Sri Yanti Nainggolan    •    Sabtu, 03 Jun 2017 18:41 WIB
stroke
Studi: Stroke Membuat Keinginan Minum Alkohol Meningkat
Studi: Stroke Membuat Keinginan Minum Alkohol Meningkat (Foto: ANI)

Metrotvnews.com, Jakarta: Sebuah penelitian yang menggunakan hewan menunjukkan bahwa perubahan otak karena stroke dapat meningkatkan perilaku kecanduan alkohol.

Penelitian tersebut menemukan, stroke mematikan neuron di bagian otak yang disebut striatum lateral dorsal dan menghentikan penghambatan neuron tertentu di otak tengah.

Neuron pada bagian otak tengah tersebut mengirim sinyal ke tipe reseptor dopamin tertentu, yang disebut D1, yang memaksa seseorang untuk melakukan tindakan seperti ingin mengkonsumsi minuman beralkohol.

"Hal ini menarik karena ketika neuron striatum lateral dorsal mati, akan terjadi peningkatan kebutuhan dari neuron D1 dalam striatum dorsomedial," kata Jun Wang, Asisten Profesor di Universitas A & M Texas.

"Kegembiraan meningkat inilah yang menurut kami menyebabkan perilaku mencari alkohol," Wang menambahkan.

Studi yang dipublikasikan dalam jurnal Scientific Reports menunjukkan bahwa model hewan yang menderita stroke iskemik pada pembuluh nadi serebral tengah menunjukkan bahwa mereka lebih sedikit mengasup cairan secara keseluruhan namun lebih menginginkan alkohol dibandingkan air.

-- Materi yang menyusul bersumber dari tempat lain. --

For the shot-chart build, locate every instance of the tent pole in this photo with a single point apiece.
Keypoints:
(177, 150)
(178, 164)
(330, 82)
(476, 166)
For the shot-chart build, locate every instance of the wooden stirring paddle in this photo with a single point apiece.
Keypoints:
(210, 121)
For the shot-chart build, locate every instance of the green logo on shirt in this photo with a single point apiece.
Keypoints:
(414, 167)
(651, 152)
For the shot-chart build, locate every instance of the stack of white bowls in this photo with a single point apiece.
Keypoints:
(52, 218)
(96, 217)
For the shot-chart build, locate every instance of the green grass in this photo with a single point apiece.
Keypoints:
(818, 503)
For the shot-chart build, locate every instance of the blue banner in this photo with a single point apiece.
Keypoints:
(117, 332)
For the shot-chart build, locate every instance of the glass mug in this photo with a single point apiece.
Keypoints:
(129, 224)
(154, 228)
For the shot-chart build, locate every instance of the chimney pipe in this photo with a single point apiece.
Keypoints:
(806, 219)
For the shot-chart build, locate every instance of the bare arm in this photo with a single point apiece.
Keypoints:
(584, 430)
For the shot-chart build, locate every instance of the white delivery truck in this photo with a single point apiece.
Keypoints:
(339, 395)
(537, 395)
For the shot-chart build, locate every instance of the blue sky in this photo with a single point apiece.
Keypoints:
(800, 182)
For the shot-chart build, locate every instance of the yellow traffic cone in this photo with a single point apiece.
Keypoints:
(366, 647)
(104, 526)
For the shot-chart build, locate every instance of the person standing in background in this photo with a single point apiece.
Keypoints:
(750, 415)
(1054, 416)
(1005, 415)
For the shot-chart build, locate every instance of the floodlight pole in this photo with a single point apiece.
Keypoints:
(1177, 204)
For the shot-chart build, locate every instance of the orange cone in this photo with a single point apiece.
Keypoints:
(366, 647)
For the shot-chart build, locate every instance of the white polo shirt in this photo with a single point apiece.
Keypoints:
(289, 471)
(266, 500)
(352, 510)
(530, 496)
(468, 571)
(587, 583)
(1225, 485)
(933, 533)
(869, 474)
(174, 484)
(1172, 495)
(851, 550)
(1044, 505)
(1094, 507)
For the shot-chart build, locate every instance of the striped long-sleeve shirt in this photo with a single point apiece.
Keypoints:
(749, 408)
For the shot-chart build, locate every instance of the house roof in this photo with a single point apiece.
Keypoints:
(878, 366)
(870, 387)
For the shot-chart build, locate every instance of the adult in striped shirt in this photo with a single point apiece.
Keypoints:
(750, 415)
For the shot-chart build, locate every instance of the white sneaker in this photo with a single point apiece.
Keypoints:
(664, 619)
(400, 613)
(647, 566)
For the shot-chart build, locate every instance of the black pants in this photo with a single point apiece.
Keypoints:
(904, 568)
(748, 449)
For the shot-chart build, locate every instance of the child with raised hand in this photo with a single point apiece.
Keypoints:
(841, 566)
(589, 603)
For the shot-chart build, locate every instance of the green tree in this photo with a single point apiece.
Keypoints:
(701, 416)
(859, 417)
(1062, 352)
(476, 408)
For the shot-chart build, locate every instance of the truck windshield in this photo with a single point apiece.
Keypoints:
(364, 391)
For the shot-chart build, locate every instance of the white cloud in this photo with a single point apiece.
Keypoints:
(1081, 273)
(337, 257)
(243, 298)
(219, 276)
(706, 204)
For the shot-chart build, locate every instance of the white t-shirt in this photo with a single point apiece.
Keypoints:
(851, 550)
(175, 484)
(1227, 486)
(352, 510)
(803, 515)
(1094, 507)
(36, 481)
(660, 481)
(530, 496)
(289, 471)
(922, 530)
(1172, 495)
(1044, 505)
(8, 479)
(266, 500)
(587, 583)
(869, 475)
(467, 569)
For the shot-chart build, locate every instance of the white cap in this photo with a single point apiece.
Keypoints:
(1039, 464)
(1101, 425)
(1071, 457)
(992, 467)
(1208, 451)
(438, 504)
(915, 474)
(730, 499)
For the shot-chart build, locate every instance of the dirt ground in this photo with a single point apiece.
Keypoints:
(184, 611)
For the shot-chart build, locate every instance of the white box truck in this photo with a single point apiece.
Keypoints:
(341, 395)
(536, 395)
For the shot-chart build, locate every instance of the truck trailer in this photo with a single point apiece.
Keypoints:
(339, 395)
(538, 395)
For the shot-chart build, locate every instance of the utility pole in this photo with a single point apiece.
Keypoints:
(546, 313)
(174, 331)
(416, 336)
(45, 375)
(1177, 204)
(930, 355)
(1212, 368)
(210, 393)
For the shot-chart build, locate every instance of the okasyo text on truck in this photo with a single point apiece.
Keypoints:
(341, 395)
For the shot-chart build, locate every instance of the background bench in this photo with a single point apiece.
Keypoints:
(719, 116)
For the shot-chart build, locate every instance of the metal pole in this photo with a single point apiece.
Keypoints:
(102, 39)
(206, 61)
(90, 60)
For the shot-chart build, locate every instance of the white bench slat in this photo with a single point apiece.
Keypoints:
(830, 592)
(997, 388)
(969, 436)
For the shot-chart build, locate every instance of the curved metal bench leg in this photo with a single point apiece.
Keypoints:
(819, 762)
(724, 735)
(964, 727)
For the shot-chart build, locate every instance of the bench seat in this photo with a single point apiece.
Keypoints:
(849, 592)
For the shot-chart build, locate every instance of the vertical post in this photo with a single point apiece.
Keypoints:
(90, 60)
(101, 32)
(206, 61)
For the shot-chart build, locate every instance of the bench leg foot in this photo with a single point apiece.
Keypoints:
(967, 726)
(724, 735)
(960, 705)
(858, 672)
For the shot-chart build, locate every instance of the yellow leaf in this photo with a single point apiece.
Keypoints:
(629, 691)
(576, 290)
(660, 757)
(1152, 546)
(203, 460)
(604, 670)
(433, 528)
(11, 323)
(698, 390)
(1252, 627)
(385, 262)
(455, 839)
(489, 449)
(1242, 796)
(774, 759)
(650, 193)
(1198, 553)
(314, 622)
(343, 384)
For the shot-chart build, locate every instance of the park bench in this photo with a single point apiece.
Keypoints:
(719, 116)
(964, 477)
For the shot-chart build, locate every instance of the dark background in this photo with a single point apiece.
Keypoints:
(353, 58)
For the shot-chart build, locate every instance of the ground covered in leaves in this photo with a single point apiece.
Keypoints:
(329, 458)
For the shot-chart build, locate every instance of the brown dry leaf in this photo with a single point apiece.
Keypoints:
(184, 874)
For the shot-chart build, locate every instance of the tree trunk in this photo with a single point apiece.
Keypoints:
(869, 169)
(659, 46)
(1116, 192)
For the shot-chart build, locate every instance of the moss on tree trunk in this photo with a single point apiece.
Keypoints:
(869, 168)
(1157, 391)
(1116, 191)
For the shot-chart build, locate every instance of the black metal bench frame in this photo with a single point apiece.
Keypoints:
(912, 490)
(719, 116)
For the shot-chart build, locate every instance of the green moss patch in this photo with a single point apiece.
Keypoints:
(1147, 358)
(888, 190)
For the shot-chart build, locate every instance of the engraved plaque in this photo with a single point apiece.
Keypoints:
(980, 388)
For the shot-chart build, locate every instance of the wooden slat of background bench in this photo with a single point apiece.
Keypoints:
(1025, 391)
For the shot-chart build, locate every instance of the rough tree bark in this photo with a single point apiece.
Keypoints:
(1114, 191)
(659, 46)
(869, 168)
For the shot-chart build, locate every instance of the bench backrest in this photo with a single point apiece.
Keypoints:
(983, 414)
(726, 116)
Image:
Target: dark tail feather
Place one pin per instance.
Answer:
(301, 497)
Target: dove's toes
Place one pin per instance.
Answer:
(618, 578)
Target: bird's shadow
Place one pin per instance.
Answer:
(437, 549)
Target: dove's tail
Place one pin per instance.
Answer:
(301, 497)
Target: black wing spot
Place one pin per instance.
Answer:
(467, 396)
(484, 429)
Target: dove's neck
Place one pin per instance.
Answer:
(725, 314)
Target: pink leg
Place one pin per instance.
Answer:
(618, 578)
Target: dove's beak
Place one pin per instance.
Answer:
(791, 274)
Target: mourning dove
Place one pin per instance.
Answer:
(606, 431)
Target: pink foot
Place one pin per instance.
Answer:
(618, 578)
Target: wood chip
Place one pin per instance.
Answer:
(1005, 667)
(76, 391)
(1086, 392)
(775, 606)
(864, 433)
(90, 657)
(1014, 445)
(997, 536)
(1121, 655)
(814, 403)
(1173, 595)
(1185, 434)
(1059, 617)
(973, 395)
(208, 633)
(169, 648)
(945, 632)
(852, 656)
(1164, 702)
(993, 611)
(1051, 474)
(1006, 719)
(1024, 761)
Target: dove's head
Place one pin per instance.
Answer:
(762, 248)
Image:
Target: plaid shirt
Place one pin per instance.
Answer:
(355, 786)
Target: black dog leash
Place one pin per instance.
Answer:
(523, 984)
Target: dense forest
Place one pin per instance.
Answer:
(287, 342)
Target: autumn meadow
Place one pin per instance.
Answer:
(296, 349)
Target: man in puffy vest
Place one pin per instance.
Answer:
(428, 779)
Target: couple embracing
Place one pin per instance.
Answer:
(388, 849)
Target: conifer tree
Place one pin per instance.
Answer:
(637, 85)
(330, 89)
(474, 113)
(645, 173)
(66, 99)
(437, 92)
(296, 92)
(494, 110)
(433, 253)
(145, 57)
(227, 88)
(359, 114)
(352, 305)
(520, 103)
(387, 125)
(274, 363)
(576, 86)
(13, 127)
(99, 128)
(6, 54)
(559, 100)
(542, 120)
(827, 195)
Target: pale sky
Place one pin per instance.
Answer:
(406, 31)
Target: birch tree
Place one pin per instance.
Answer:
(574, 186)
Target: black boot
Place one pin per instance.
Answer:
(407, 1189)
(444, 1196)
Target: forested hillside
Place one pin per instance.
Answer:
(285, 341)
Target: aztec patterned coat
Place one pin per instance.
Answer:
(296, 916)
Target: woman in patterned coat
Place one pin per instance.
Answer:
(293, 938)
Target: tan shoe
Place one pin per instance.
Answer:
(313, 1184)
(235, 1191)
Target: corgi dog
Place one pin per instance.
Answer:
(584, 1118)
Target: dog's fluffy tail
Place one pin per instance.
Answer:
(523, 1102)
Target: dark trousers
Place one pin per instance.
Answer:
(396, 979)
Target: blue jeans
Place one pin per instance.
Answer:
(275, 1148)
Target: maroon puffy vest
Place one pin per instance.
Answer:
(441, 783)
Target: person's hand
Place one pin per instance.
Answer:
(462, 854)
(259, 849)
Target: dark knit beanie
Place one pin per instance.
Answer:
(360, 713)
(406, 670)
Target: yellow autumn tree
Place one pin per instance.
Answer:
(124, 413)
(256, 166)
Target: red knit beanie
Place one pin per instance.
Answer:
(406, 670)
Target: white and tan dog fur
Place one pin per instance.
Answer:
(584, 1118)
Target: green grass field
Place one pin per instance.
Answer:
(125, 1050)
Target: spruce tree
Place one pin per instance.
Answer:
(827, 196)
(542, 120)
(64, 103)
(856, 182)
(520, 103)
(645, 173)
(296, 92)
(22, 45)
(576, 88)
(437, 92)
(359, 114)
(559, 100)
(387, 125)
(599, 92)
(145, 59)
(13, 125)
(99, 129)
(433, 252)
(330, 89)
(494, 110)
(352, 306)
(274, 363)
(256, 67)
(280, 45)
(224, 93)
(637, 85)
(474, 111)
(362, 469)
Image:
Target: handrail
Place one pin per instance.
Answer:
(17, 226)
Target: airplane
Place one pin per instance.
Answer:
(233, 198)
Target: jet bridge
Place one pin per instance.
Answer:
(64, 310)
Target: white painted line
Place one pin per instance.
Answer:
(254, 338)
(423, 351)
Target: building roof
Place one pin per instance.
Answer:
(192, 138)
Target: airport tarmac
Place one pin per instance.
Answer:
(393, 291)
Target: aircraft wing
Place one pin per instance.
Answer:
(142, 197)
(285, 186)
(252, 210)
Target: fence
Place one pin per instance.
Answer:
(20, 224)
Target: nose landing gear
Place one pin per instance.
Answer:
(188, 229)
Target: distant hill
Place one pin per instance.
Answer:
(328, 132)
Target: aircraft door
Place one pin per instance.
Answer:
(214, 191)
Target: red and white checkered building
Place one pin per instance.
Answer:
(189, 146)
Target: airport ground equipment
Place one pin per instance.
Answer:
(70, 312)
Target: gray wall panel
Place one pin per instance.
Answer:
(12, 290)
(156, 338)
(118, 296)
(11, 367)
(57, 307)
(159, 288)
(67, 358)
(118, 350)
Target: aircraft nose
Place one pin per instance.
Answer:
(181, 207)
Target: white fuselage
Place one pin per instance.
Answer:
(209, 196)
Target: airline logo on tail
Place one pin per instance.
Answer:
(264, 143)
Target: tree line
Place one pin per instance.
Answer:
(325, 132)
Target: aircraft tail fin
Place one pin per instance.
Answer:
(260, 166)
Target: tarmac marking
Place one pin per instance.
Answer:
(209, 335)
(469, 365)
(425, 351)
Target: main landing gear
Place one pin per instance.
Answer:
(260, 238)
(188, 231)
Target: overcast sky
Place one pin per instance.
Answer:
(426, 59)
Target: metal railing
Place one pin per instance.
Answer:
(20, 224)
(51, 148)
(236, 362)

"Preferensi mereka untuk alkohol dapat terlihat lima hari setelah stroke dan setidaknya satu bulan pertama setelah stroke," kata Wang.

"Secara khusus, ketika diberi pilihan antara air dan alkohol, presentase mereka memilih alkohol lebih tinggi semakin lama daripada sebelum stroke," tambahnya.

Namun, ketika reseptor D1 dihambat, perilaku mencari alkohol pada individu dengan kerusakan stroke menurun secara signifikan, sementara kelompok kontrol tidak menunjukkan banyak perubahan.

"Ini adalah petunjuk bagaimana otak bekerja. Sesuatu yang menghambat reseptor D1 ini kemungkinan merupakan target terapeutik untuk obat yang dapat membantu orang menolak keinginan minum setelah stroke, "kata Wang.